Vatandaşın yükselen enflasyon karşısında alım gücü eridi. Temel gıdasını alamayan vatandaş kirasını da ödeyemez hale geldi. Artık ev kiralama bir lük oldu onun yerine insanlar oda kiralamaya kadar yöneldi.
Öğrenciler ya da yalnız yaşamak isteyenler yurtları ya da kiralık odaları tercih ediyor. Fakat oda kiralarken dikkat edilmesi gerek bazı noktalar için uzmanlar uyarıda bulundu.
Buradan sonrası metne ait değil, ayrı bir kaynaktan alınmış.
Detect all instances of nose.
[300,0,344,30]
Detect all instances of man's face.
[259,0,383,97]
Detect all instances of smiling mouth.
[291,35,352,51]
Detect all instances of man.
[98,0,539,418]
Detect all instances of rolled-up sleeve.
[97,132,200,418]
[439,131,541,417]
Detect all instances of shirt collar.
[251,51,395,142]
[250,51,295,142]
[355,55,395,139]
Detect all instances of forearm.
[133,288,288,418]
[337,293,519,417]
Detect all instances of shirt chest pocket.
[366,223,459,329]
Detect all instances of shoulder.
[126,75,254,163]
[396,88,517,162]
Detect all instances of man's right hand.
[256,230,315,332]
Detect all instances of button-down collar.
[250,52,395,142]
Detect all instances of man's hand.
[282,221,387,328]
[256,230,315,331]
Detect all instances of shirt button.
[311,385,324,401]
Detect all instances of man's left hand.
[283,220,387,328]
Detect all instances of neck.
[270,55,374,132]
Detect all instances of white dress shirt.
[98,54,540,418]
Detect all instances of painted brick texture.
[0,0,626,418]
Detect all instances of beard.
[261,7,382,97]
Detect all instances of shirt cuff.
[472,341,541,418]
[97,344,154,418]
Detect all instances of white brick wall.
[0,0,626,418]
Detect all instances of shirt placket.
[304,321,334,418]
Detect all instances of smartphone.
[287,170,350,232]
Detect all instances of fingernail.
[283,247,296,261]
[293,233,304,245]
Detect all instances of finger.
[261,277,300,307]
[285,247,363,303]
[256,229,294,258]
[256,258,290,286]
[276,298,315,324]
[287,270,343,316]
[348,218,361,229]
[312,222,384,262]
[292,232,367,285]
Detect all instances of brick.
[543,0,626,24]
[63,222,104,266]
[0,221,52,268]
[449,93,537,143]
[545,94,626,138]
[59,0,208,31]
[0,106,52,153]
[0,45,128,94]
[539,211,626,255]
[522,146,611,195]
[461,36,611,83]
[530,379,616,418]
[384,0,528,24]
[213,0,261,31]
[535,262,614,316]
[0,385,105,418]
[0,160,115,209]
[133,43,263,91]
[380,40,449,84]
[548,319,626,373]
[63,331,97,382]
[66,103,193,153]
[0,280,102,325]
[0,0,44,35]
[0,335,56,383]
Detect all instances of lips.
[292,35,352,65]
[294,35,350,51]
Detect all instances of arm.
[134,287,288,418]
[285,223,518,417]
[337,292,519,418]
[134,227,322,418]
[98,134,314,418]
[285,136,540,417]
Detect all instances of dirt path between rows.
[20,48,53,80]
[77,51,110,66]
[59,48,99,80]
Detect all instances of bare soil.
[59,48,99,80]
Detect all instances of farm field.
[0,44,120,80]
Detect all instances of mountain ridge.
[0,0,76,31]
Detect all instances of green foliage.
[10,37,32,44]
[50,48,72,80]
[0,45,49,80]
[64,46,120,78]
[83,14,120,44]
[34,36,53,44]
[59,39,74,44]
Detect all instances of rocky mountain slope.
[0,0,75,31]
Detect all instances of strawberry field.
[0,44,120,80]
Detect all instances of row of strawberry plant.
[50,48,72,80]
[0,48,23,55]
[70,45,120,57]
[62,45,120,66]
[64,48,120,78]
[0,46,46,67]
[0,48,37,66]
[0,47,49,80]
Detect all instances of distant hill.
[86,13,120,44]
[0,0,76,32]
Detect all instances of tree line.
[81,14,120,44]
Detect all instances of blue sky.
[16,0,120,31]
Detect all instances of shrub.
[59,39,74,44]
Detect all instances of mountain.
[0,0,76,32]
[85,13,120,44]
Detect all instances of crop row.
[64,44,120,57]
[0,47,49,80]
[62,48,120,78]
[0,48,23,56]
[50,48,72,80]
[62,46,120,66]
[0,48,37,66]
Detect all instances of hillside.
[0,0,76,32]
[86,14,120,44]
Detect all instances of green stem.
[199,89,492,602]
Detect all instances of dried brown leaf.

Üniversitelerin açılmasına ramak kala bazı üniversite öğrencileri maddi bütçelerine göre Yüksek Öğrenim Kredi ve Yurtlar Kurumu (KYK) yurtlarında, bazıları özel yurtlarda, bazıları evde kalmayı tercih ederken bazı öğrencilerin tercihi ise oda kiralamaktan yana oldu.
Oda kiralarken de aynı ev kiralar gibi sözleşme yapmanın şart olduğunu söyleyen uzmanlar, kiraladıkları odayı, kiralama ücretini ve kira artış tutarı net bir biçimde kira sözleşmesinde yer verildiği takdirde bir sıkıntının olmayacağını dile getirdi.
Uzmanlar, kiraya veren mülk sahiplerinin ise kiralama yaparken kefil koşuluyla ileride oluşabilecek sorunları bertaraf edebileceklerini dile getirdi.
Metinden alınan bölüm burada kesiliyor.